Doktoranden-Netzwerk: "Nur die Spitze des Eisbergs"

Als Reaktion auf die Missstände hat das bundesweite Netzwerk von Doktorandinnen und Doktoranden der Max-Planck-Institute „PhDnet“ jetzt ein Positionspapier zu Machtmissbrauch und Konfliktlösung veröffentlicht. Die Vorwürfe gegen Singer nennt das PhDnet „nur die Spitze des Eisbergs“.

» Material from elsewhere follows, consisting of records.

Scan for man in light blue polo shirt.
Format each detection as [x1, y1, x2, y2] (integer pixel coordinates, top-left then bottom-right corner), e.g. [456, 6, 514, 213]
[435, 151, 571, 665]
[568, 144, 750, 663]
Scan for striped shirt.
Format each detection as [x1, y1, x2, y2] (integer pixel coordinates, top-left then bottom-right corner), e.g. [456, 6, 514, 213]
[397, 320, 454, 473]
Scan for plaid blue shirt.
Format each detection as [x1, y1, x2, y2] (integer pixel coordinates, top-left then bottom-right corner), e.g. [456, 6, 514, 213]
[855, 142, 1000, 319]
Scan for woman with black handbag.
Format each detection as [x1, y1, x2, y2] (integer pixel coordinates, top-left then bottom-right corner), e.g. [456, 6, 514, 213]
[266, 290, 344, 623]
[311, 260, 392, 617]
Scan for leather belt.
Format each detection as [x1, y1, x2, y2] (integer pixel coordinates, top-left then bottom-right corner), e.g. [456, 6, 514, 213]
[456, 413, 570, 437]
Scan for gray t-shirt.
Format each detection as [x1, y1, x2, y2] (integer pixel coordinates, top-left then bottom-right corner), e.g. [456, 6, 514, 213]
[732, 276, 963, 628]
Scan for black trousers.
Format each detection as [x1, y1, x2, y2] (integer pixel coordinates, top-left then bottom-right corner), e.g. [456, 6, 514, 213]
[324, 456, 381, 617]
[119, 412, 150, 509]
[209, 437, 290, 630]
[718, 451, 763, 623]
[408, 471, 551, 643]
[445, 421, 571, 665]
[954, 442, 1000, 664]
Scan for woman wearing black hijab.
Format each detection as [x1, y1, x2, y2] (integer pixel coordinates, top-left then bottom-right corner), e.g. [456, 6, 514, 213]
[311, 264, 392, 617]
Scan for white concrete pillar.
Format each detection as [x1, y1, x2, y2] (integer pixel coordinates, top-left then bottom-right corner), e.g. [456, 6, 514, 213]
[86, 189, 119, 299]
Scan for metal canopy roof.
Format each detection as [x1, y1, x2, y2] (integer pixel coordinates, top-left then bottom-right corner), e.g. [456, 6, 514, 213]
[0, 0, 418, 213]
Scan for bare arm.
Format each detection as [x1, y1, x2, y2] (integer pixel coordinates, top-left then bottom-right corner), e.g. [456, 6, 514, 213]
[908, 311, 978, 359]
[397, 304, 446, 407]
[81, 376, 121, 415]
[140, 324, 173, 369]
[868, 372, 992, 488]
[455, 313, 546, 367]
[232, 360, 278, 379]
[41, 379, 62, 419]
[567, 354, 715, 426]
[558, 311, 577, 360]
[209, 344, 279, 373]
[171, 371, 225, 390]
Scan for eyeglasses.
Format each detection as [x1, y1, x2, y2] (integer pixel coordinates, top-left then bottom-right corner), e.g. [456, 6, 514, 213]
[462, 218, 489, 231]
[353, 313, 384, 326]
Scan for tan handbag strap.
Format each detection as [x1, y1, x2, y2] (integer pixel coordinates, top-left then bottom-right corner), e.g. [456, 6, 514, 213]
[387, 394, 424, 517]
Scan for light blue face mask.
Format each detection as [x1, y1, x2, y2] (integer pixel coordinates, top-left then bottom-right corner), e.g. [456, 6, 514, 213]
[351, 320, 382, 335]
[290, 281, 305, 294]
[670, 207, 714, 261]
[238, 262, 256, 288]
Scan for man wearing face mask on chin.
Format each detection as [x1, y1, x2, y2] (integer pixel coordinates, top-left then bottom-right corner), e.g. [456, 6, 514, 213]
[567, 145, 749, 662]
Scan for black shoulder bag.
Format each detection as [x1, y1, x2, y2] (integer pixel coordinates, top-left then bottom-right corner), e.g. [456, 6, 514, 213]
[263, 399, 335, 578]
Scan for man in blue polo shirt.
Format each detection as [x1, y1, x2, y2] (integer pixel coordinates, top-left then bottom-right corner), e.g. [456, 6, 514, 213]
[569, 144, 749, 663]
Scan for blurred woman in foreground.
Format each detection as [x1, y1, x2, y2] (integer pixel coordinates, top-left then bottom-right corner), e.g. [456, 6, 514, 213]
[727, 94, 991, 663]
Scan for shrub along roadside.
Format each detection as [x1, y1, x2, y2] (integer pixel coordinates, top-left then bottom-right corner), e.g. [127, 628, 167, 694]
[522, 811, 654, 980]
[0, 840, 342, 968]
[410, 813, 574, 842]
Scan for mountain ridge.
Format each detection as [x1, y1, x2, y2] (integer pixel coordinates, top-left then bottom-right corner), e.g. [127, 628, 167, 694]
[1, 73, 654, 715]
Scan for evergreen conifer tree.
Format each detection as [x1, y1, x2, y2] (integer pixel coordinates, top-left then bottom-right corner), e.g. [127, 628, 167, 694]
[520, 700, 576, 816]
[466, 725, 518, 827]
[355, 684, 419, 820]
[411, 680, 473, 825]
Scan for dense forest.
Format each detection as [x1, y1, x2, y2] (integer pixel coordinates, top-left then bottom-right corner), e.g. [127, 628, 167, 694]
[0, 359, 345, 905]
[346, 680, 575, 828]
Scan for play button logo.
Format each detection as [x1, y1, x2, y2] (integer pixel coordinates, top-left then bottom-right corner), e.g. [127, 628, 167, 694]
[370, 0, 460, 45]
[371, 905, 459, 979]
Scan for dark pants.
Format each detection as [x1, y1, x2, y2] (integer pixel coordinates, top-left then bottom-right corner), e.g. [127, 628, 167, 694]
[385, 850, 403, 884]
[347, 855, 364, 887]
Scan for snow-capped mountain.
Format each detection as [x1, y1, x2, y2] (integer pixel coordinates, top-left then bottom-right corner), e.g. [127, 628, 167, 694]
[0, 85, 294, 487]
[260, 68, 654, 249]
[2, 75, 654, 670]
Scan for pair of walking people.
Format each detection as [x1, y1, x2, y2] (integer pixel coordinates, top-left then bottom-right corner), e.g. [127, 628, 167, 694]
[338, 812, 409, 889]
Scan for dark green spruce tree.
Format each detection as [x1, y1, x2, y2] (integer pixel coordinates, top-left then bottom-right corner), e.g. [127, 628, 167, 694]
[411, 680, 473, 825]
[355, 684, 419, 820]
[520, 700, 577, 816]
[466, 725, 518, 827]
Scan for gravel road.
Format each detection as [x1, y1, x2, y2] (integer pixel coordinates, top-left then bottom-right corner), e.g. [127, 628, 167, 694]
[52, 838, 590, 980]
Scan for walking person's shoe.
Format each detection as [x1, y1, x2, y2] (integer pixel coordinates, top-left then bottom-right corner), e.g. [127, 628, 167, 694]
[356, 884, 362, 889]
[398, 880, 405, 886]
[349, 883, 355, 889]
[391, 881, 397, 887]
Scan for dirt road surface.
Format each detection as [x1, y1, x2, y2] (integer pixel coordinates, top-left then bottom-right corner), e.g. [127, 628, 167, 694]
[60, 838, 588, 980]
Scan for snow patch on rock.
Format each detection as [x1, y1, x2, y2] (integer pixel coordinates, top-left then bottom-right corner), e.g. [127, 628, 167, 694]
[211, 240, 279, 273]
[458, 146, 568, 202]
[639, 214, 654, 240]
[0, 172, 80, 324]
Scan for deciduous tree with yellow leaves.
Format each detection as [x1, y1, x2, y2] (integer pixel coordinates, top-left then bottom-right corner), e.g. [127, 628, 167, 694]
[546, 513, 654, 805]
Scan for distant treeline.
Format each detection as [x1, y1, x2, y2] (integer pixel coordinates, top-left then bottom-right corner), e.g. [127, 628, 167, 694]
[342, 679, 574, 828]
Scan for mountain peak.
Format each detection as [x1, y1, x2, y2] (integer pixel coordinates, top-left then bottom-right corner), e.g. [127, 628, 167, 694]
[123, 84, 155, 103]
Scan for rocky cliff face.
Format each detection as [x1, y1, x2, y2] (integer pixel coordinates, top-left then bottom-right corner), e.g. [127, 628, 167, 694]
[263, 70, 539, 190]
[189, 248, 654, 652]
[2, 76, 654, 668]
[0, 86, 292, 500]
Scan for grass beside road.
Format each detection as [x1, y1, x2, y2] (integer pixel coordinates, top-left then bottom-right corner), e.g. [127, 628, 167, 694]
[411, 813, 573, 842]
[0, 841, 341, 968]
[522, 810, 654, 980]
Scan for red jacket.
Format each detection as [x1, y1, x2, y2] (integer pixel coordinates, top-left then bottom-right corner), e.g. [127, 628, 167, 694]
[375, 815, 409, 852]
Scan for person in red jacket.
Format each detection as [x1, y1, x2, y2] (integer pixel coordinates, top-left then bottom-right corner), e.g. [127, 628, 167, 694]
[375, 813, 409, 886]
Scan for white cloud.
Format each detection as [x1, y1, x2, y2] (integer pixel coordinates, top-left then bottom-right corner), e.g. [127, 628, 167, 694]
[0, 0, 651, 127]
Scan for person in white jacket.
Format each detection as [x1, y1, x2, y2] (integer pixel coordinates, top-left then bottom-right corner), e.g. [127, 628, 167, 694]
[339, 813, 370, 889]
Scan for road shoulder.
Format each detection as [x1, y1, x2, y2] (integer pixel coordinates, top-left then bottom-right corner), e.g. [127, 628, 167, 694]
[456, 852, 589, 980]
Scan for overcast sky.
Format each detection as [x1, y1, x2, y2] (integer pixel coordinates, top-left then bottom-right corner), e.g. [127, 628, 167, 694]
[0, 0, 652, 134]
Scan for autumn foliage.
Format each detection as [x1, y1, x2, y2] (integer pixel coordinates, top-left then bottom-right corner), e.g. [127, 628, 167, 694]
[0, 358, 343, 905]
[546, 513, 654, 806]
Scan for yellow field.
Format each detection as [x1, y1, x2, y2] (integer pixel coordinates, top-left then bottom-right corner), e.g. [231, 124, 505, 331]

In dem Papier kritisieren sie im Namen der über 5000 Max-Planck-Doktoranden steile Hierarchien, Abhängigkeiten, hohen Publikationsdruck und fehlendes Training der wissenschaftlichen Führungspersönlichkeiten in Personalführung. Diese Kritikpunkte beträfen nicht nur die MPG, sondern den gesamten Wissenschaftsbetrieb. Um die strukturellen Probleme anzugehen, schlagen die Doktoranden vor, einen Verhaltenskodex zu definieren.

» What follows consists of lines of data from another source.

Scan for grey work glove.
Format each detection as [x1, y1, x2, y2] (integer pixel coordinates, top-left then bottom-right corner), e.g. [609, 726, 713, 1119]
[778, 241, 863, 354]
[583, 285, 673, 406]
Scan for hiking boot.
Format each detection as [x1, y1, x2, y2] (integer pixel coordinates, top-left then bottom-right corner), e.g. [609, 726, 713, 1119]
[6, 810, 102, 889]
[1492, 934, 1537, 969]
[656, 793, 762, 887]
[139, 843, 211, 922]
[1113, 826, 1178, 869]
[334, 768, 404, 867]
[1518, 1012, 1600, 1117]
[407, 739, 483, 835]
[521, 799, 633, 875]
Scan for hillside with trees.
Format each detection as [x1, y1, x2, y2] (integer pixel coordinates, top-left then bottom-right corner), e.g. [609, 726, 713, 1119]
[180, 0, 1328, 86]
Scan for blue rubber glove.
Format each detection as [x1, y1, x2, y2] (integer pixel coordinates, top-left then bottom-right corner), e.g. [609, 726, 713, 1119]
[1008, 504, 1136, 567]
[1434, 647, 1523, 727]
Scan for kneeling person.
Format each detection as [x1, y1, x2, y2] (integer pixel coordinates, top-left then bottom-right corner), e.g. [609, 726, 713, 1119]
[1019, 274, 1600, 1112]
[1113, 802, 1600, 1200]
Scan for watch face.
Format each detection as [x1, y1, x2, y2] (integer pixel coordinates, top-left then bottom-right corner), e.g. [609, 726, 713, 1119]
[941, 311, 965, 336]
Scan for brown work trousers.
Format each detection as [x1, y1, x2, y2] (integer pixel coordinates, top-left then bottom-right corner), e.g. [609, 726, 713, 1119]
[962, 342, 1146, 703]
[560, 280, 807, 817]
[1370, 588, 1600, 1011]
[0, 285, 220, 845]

Zur Prävention von Machtmissbrauch fordert das PhDnet eine flächendeckende Einsetzung von Promotionskomitees, so dass mehrere unabhängige Mitglieder für die Betreuung von Doktorarbeiten zuständig sind. Direktoren sollen regelmäßige Führungstrainings absolvieren, ihre absolute Macht etwa über Vertragsverlängerungen soll eingeschränkt werden. Die MPG soll im Konfliktfall bei der Suche nach neuen Betreuenden helfen und den Promovierenden müssen Anstellung, Bezahlung und Zugriff auf ihre eigenen Forschungsdaten zugesichert werden.

Forderung: Keine Betreuung von Promovierenden nach Mobbing

Zur Konfliktschlichtung fordert das PhDnet die Einsetzung eines unabhängigen Komitees durch die MPG, das auf Grundlage des Verhaltenskodexes einzelne Fälle untersucht und bewertet. Falls es weiterhin zu Mobbing und Machtmissbrauch kommt, müsse es Konsequenzen für die Täterinnen und Täter geben, von verpflichtenden Trainings bis hin zu einem Verbot, Promovierende zu betreuen.

Die Max-Planck-Gesellschaft beteuert in ihrem Statement, dass sie Vorwürfe von Mobbing „sehr ernst“ nehme und diesen „verantwortungsbewusst“ nachgehen würde. „Notwendige strukturelle und organisatorische Maßnahmen zur Erkennung, internen Erörterung und Verhinderung eventueller Fehlentwicklungen sind von der MPG eingeleitet worden“, heißt es weiter.

Sabbatical - und danach eine kleinere Arbeitsgruppe

Der Fall Singer aber scheint erst einmal auf Eis gelegt. 2017 wurde Singers Bitte nach einem Sabbatical unterstützt, „um die Situation zunächst einmal zu beruhigen“, so die MPG. Die einflussreiche Wissenschaftlerin nutzt die Zeit, um an einem Buch zu schreiben. Im Anschluss an das Sabbatical soll Singer 2019 eine deutlich kleinere Arbeitsgruppe für Soziale Neurowissenschaften leiten, die Details würden derzeit besprochen. Diese Maßnahmen erfolgen auf ihren eigenen Wunsch, wie sowohl die MPG als auch Tania Singer betonen.